It is always caching!

In October I added multiple account deletion options to the Costs to Expect API – you can delete your data for a specific App, reset your data for one of our Apps or delete your account entirely.

There could be a large amount of data to delete so I decided to handle the deletes behind the scenes with jobs. This worked well and during all my testing, there was never an issue. If an issue does occur a notification gets sent and I can fix the issue.

However, after release, I tested with a throwaway account, and it wasn’t working. As a user I could reset my state but when I signed in again all my data was still showing.

For a little while I was perplexed. The API wasn’t erroring, the data was being removed but Budget still showed the old state. The first hint happened when I tried to do something in Budget; I immediately got an error from the API, a budget item couldn’t be created because the resource didn’t exist.

Aha! I knew what the problem was. I said to myself, “Budget has data, the API doesn’t, there must be a cache issue somewhere.

Budget doesn’t retain a cache so it can only be the API. I rush (really, I did) to my IDE and low and behold, my jobs don’t clear the cache after deleting the requested data – oops!

How did this happen?

Well, that’s easy. During development, I turn off the cache on my local instance of the API as I don’t want the cache getting in the way of any new features I’m writing or debugging.
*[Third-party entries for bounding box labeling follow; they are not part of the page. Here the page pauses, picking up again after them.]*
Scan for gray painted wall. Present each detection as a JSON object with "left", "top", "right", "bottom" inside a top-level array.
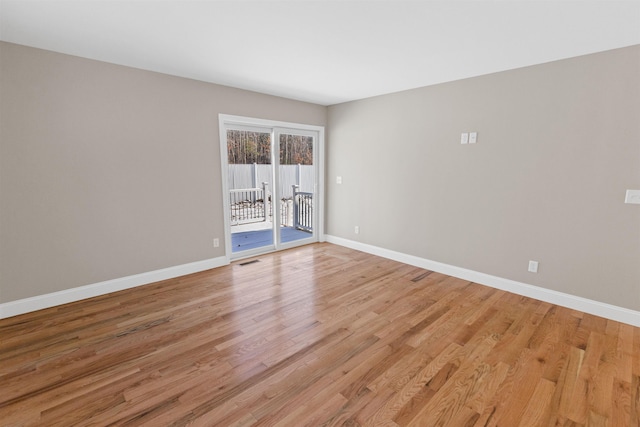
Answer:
[
  {"left": 326, "top": 46, "right": 640, "bottom": 310},
  {"left": 0, "top": 42, "right": 327, "bottom": 303}
]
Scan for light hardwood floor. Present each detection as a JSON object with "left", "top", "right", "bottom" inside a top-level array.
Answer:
[{"left": 0, "top": 244, "right": 640, "bottom": 427}]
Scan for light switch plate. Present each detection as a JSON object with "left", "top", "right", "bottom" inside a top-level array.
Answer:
[{"left": 624, "top": 190, "right": 640, "bottom": 205}]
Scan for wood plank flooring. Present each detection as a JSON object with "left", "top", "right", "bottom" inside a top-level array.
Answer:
[{"left": 0, "top": 244, "right": 640, "bottom": 427}]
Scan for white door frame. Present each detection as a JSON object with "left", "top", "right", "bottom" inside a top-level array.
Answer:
[{"left": 218, "top": 114, "right": 324, "bottom": 262}]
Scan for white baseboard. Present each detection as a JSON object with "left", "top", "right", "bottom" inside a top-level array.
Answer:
[
  {"left": 0, "top": 257, "right": 229, "bottom": 319},
  {"left": 325, "top": 235, "right": 640, "bottom": 327}
]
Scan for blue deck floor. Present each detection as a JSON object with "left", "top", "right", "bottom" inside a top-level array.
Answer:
[{"left": 231, "top": 227, "right": 312, "bottom": 252}]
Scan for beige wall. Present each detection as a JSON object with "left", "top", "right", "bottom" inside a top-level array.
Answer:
[
  {"left": 0, "top": 42, "right": 326, "bottom": 303},
  {"left": 327, "top": 46, "right": 640, "bottom": 310}
]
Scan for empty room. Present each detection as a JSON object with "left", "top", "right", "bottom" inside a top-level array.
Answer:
[{"left": 0, "top": 0, "right": 640, "bottom": 427}]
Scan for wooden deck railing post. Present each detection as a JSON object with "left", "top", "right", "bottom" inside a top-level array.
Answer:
[{"left": 262, "top": 181, "right": 271, "bottom": 222}]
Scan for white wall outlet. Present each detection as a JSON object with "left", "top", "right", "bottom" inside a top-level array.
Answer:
[{"left": 624, "top": 190, "right": 640, "bottom": 205}]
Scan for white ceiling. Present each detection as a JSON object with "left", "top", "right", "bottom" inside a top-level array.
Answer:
[{"left": 0, "top": 0, "right": 640, "bottom": 105}]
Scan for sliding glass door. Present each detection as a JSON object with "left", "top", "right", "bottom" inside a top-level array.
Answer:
[{"left": 220, "top": 116, "right": 322, "bottom": 259}]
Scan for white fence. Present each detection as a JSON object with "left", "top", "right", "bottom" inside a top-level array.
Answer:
[{"left": 229, "top": 163, "right": 314, "bottom": 199}]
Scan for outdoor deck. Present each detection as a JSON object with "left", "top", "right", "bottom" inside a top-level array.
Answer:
[{"left": 231, "top": 227, "right": 311, "bottom": 252}]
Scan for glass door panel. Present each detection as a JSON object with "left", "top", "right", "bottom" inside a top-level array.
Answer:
[
  {"left": 227, "top": 129, "right": 277, "bottom": 254},
  {"left": 276, "top": 131, "right": 317, "bottom": 243}
]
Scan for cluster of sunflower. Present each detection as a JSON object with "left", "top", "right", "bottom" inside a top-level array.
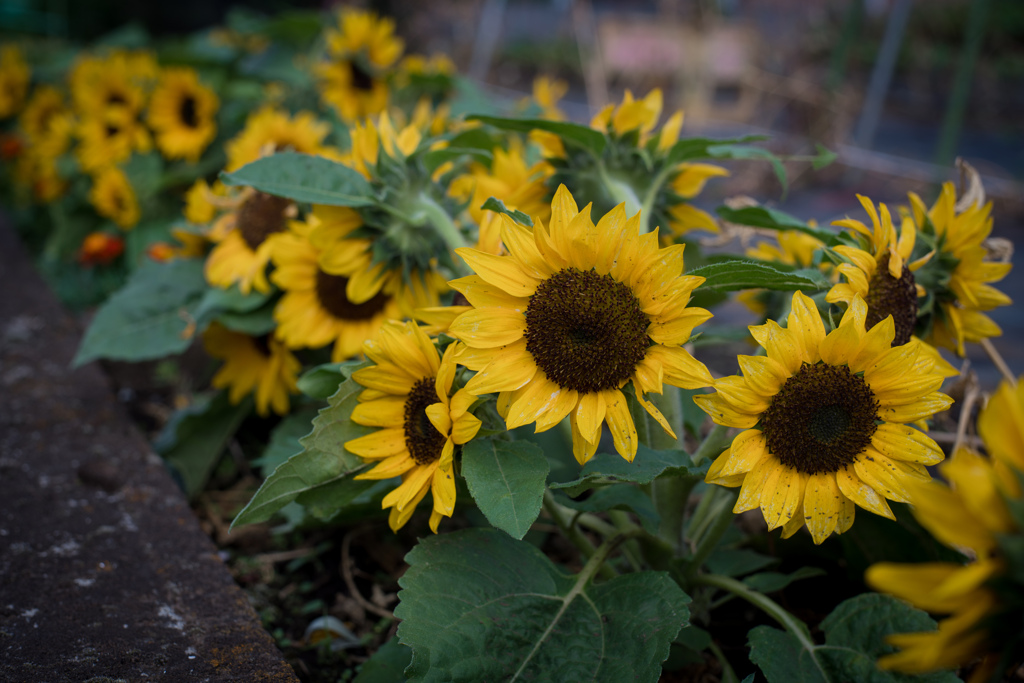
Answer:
[{"left": 44, "top": 9, "right": 1024, "bottom": 683}]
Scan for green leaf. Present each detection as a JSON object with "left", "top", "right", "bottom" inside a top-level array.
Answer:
[
  {"left": 743, "top": 567, "right": 826, "bottom": 593},
  {"left": 686, "top": 261, "right": 829, "bottom": 292},
  {"left": 462, "top": 438, "right": 548, "bottom": 539},
  {"left": 298, "top": 360, "right": 373, "bottom": 400},
  {"left": 466, "top": 116, "right": 607, "bottom": 157},
  {"left": 231, "top": 380, "right": 373, "bottom": 527},
  {"left": 480, "top": 197, "right": 534, "bottom": 227},
  {"left": 251, "top": 408, "right": 316, "bottom": 478},
  {"left": 550, "top": 443, "right": 710, "bottom": 498},
  {"left": 555, "top": 484, "right": 662, "bottom": 535},
  {"left": 214, "top": 301, "right": 278, "bottom": 337},
  {"left": 153, "top": 391, "right": 253, "bottom": 498},
  {"left": 715, "top": 206, "right": 840, "bottom": 247},
  {"left": 423, "top": 146, "right": 493, "bottom": 173},
  {"left": 749, "top": 593, "right": 959, "bottom": 683},
  {"left": 72, "top": 259, "right": 207, "bottom": 367},
  {"left": 708, "top": 144, "right": 788, "bottom": 197},
  {"left": 196, "top": 285, "right": 270, "bottom": 330},
  {"left": 220, "top": 152, "right": 376, "bottom": 207},
  {"left": 811, "top": 142, "right": 839, "bottom": 171},
  {"left": 707, "top": 547, "right": 778, "bottom": 577},
  {"left": 395, "top": 528, "right": 690, "bottom": 683},
  {"left": 352, "top": 638, "right": 413, "bottom": 683},
  {"left": 666, "top": 135, "right": 768, "bottom": 164}
]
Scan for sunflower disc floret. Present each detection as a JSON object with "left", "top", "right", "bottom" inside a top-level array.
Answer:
[
  {"left": 450, "top": 185, "right": 712, "bottom": 463},
  {"left": 694, "top": 292, "right": 952, "bottom": 543}
]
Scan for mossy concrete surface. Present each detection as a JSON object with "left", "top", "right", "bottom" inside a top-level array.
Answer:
[{"left": 0, "top": 224, "right": 298, "bottom": 683}]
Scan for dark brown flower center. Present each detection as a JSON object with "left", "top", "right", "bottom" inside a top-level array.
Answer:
[
  {"left": 525, "top": 267, "right": 650, "bottom": 393},
  {"left": 316, "top": 270, "right": 390, "bottom": 321},
  {"left": 238, "top": 193, "right": 291, "bottom": 251},
  {"left": 403, "top": 377, "right": 447, "bottom": 465},
  {"left": 761, "top": 362, "right": 879, "bottom": 474},
  {"left": 178, "top": 95, "right": 199, "bottom": 128},
  {"left": 348, "top": 61, "right": 374, "bottom": 92},
  {"left": 864, "top": 254, "right": 918, "bottom": 346}
]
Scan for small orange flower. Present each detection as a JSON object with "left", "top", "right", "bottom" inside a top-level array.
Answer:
[{"left": 78, "top": 232, "right": 125, "bottom": 265}]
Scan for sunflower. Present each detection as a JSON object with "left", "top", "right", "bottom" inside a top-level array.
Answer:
[
  {"left": 0, "top": 45, "right": 31, "bottom": 119},
  {"left": 345, "top": 322, "right": 480, "bottom": 533},
  {"left": 270, "top": 215, "right": 401, "bottom": 362},
  {"left": 663, "top": 161, "right": 729, "bottom": 236},
  {"left": 76, "top": 106, "right": 153, "bottom": 173},
  {"left": 89, "top": 166, "right": 140, "bottom": 230},
  {"left": 224, "top": 108, "right": 331, "bottom": 172},
  {"left": 206, "top": 187, "right": 297, "bottom": 294},
  {"left": 694, "top": 292, "right": 952, "bottom": 543},
  {"left": 865, "top": 378, "right": 1024, "bottom": 681},
  {"left": 449, "top": 185, "right": 712, "bottom": 464},
  {"left": 449, "top": 140, "right": 555, "bottom": 223},
  {"left": 316, "top": 9, "right": 403, "bottom": 122},
  {"left": 203, "top": 323, "right": 302, "bottom": 417},
  {"left": 68, "top": 50, "right": 153, "bottom": 118},
  {"left": 306, "top": 201, "right": 447, "bottom": 316},
  {"left": 18, "top": 85, "right": 68, "bottom": 148},
  {"left": 909, "top": 179, "right": 1013, "bottom": 355},
  {"left": 148, "top": 68, "right": 219, "bottom": 162}
]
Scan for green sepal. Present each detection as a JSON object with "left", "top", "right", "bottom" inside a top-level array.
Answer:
[{"left": 480, "top": 197, "right": 534, "bottom": 227}]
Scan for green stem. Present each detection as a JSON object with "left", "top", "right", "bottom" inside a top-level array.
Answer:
[
  {"left": 687, "top": 486, "right": 738, "bottom": 577},
  {"left": 651, "top": 477, "right": 697, "bottom": 556},
  {"left": 412, "top": 193, "right": 470, "bottom": 274},
  {"left": 544, "top": 489, "right": 617, "bottom": 579},
  {"left": 693, "top": 573, "right": 816, "bottom": 657},
  {"left": 708, "top": 641, "right": 739, "bottom": 683},
  {"left": 640, "top": 166, "right": 678, "bottom": 233}
]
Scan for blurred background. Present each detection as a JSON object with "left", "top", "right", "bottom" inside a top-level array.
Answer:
[{"left": 6, "top": 0, "right": 1024, "bottom": 378}]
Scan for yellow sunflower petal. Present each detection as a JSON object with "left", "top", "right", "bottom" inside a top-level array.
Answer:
[
  {"left": 836, "top": 465, "right": 896, "bottom": 519},
  {"left": 804, "top": 472, "right": 843, "bottom": 544},
  {"left": 602, "top": 389, "right": 637, "bottom": 463}
]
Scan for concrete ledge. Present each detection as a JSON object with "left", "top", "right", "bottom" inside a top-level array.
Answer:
[{"left": 0, "top": 224, "right": 298, "bottom": 683}]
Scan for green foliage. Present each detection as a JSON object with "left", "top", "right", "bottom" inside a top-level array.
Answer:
[
  {"left": 555, "top": 483, "right": 662, "bottom": 533},
  {"left": 72, "top": 259, "right": 207, "bottom": 367},
  {"left": 153, "top": 391, "right": 253, "bottom": 498},
  {"left": 480, "top": 197, "right": 534, "bottom": 227},
  {"left": 750, "top": 593, "right": 959, "bottom": 683},
  {"left": 462, "top": 438, "right": 548, "bottom": 539},
  {"left": 666, "top": 135, "right": 768, "bottom": 164},
  {"left": 231, "top": 380, "right": 374, "bottom": 526},
  {"left": 220, "top": 152, "right": 376, "bottom": 207},
  {"left": 298, "top": 360, "right": 372, "bottom": 400},
  {"left": 352, "top": 638, "right": 413, "bottom": 683},
  {"left": 715, "top": 206, "right": 841, "bottom": 247},
  {"left": 551, "top": 444, "right": 710, "bottom": 498},
  {"left": 467, "top": 116, "right": 607, "bottom": 157},
  {"left": 395, "top": 529, "right": 689, "bottom": 683},
  {"left": 687, "top": 260, "right": 829, "bottom": 292}
]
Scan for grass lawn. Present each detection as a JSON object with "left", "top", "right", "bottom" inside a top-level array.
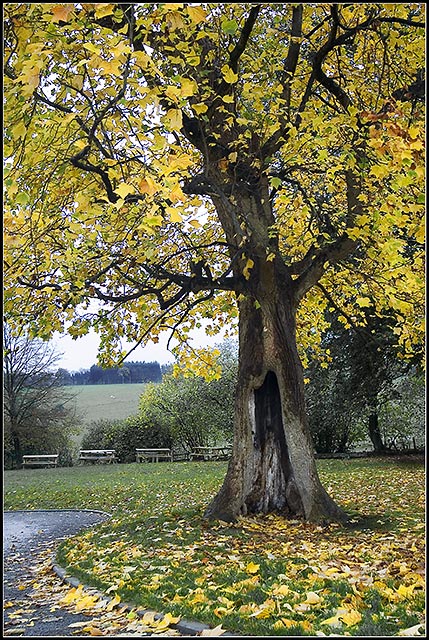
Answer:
[{"left": 4, "top": 458, "right": 425, "bottom": 636}]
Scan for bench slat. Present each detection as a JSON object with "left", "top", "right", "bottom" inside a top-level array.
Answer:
[
  {"left": 22, "top": 454, "right": 59, "bottom": 468},
  {"left": 136, "top": 448, "right": 173, "bottom": 462}
]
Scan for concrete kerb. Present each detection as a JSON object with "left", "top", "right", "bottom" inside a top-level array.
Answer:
[
  {"left": 52, "top": 556, "right": 238, "bottom": 637},
  {"left": 17, "top": 509, "right": 239, "bottom": 636}
]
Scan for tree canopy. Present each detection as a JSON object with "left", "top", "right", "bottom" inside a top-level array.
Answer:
[{"left": 4, "top": 3, "right": 425, "bottom": 369}]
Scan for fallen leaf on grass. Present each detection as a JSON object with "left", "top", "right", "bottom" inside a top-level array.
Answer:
[
  {"left": 200, "top": 624, "right": 225, "bottom": 637},
  {"left": 397, "top": 623, "right": 425, "bottom": 636}
]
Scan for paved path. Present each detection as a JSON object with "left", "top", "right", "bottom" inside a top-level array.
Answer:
[
  {"left": 3, "top": 510, "right": 109, "bottom": 638},
  {"left": 3, "top": 509, "right": 221, "bottom": 638}
]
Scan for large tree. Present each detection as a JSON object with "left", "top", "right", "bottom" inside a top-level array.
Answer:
[{"left": 4, "top": 3, "right": 425, "bottom": 520}]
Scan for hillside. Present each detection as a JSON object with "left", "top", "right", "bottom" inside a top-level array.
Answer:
[{"left": 67, "top": 384, "right": 145, "bottom": 424}]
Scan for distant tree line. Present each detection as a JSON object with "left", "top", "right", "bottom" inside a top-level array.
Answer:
[{"left": 57, "top": 362, "right": 163, "bottom": 386}]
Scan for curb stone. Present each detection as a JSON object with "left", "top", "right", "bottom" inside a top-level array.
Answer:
[{"left": 52, "top": 559, "right": 239, "bottom": 637}]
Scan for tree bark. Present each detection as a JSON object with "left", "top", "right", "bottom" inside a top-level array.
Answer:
[
  {"left": 368, "top": 410, "right": 386, "bottom": 453},
  {"left": 206, "top": 270, "right": 347, "bottom": 522}
]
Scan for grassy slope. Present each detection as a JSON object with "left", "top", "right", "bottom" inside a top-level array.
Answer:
[
  {"left": 4, "top": 459, "right": 425, "bottom": 636},
  {"left": 67, "top": 384, "right": 145, "bottom": 424}
]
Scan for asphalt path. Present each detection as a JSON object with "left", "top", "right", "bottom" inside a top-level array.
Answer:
[{"left": 3, "top": 510, "right": 110, "bottom": 638}]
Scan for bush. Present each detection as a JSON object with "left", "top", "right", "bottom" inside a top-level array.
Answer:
[
  {"left": 106, "top": 415, "right": 172, "bottom": 462},
  {"left": 81, "top": 419, "right": 115, "bottom": 449},
  {"left": 81, "top": 415, "right": 172, "bottom": 462}
]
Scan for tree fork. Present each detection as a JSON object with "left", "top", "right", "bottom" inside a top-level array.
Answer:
[{"left": 205, "top": 296, "right": 348, "bottom": 523}]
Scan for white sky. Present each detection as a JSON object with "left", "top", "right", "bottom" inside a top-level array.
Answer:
[{"left": 51, "top": 329, "right": 229, "bottom": 372}]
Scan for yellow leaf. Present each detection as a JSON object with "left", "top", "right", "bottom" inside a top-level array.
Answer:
[
  {"left": 60, "top": 585, "right": 82, "bottom": 604},
  {"left": 12, "top": 120, "right": 27, "bottom": 138},
  {"left": 106, "top": 595, "right": 121, "bottom": 611},
  {"left": 76, "top": 595, "right": 98, "bottom": 611},
  {"left": 340, "top": 609, "right": 362, "bottom": 627},
  {"left": 320, "top": 614, "right": 341, "bottom": 627},
  {"left": 165, "top": 207, "right": 183, "bottom": 222},
  {"left": 52, "top": 4, "right": 74, "bottom": 22},
  {"left": 221, "top": 64, "right": 238, "bottom": 84},
  {"left": 199, "top": 624, "right": 225, "bottom": 637},
  {"left": 192, "top": 102, "right": 208, "bottom": 115},
  {"left": 115, "top": 182, "right": 135, "bottom": 198},
  {"left": 272, "top": 584, "right": 290, "bottom": 596},
  {"left": 304, "top": 591, "right": 322, "bottom": 604},
  {"left": 95, "top": 2, "right": 116, "bottom": 19},
  {"left": 396, "top": 622, "right": 425, "bottom": 637},
  {"left": 246, "top": 564, "right": 260, "bottom": 573},
  {"left": 163, "top": 109, "right": 182, "bottom": 130},
  {"left": 82, "top": 626, "right": 104, "bottom": 636},
  {"left": 273, "top": 618, "right": 299, "bottom": 629},
  {"left": 186, "top": 6, "right": 207, "bottom": 24},
  {"left": 139, "top": 176, "right": 158, "bottom": 196},
  {"left": 356, "top": 298, "right": 371, "bottom": 307},
  {"left": 142, "top": 611, "right": 156, "bottom": 625},
  {"left": 370, "top": 164, "right": 390, "bottom": 178},
  {"left": 180, "top": 78, "right": 197, "bottom": 98},
  {"left": 154, "top": 613, "right": 180, "bottom": 631}
]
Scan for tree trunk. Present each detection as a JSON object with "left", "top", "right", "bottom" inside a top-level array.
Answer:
[
  {"left": 368, "top": 410, "right": 386, "bottom": 453},
  {"left": 206, "top": 282, "right": 347, "bottom": 522}
]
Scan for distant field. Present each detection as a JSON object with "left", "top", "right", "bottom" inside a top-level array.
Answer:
[{"left": 67, "top": 384, "right": 146, "bottom": 424}]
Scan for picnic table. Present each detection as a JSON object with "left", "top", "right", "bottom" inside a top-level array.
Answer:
[
  {"left": 136, "top": 449, "right": 173, "bottom": 462},
  {"left": 22, "top": 453, "right": 59, "bottom": 469},
  {"left": 190, "top": 445, "right": 232, "bottom": 460},
  {"left": 79, "top": 449, "right": 118, "bottom": 464}
]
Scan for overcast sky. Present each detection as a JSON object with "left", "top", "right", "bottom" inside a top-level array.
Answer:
[{"left": 52, "top": 329, "right": 229, "bottom": 371}]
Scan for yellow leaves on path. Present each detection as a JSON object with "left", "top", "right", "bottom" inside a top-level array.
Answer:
[
  {"left": 246, "top": 562, "right": 260, "bottom": 574},
  {"left": 320, "top": 608, "right": 362, "bottom": 627},
  {"left": 186, "top": 6, "right": 207, "bottom": 24},
  {"left": 51, "top": 4, "right": 74, "bottom": 22}
]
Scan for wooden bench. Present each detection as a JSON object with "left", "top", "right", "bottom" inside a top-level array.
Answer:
[
  {"left": 22, "top": 453, "right": 59, "bottom": 469},
  {"left": 78, "top": 449, "right": 118, "bottom": 464},
  {"left": 136, "top": 449, "right": 173, "bottom": 462},
  {"left": 190, "top": 445, "right": 232, "bottom": 460}
]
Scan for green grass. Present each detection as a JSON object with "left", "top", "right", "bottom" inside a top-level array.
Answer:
[
  {"left": 4, "top": 459, "right": 425, "bottom": 636},
  {"left": 66, "top": 384, "right": 145, "bottom": 424}
]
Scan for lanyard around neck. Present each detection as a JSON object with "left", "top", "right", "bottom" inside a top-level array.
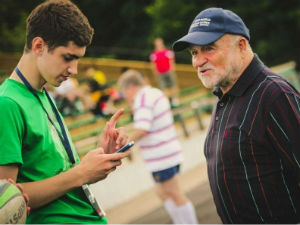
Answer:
[{"left": 15, "top": 67, "right": 75, "bottom": 164}]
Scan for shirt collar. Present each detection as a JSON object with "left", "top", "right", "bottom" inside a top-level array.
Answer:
[{"left": 213, "top": 54, "right": 265, "bottom": 98}]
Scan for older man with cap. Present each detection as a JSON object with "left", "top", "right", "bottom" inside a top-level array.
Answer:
[{"left": 173, "top": 8, "right": 300, "bottom": 223}]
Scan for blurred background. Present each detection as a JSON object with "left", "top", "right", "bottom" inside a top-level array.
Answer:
[{"left": 0, "top": 0, "right": 300, "bottom": 67}]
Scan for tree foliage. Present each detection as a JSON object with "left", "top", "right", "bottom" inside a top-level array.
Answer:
[{"left": 0, "top": 0, "right": 300, "bottom": 69}]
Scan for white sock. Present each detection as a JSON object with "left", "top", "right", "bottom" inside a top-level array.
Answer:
[
  {"left": 176, "top": 201, "right": 198, "bottom": 224},
  {"left": 164, "top": 198, "right": 183, "bottom": 224}
]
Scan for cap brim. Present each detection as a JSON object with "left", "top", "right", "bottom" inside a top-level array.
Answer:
[{"left": 173, "top": 31, "right": 224, "bottom": 52}]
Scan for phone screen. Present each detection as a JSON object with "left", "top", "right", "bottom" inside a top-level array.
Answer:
[{"left": 116, "top": 141, "right": 134, "bottom": 153}]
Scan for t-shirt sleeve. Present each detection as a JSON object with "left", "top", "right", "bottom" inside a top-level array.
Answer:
[{"left": 0, "top": 97, "right": 24, "bottom": 165}]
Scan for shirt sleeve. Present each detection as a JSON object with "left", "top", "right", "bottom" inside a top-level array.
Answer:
[
  {"left": 267, "top": 90, "right": 300, "bottom": 181},
  {"left": 0, "top": 97, "right": 24, "bottom": 165}
]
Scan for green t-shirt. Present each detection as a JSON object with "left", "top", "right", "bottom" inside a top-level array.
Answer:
[{"left": 0, "top": 79, "right": 107, "bottom": 224}]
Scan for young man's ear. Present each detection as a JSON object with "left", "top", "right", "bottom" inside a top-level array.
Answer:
[{"left": 31, "top": 37, "right": 46, "bottom": 55}]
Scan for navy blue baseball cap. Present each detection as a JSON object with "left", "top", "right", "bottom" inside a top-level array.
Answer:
[{"left": 173, "top": 8, "right": 250, "bottom": 51}]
I test before I make a new release, manually and automatically. Though clearly, I’m not always turning cache back on.

The Solution

The solution is easy – do a better job of testing but it isn’t quite as simple as that. I’m going to update my automatic tests to include testing with and without caching enabled. More importantly though, I’m going to expose the API cache status.

It isn’t unusual for the development or staging version of your Apps to highlight their status – a bar at the top, a different background, a visual notifier of some kind. I’m going to update Budget and all the other Costs to Expect Apps to include this notifier and show the state of the API, is caching enabled? Is it in debug mode? That way when I’m testing a data state feature, I’m more likely to spot that status and think about the extra steps.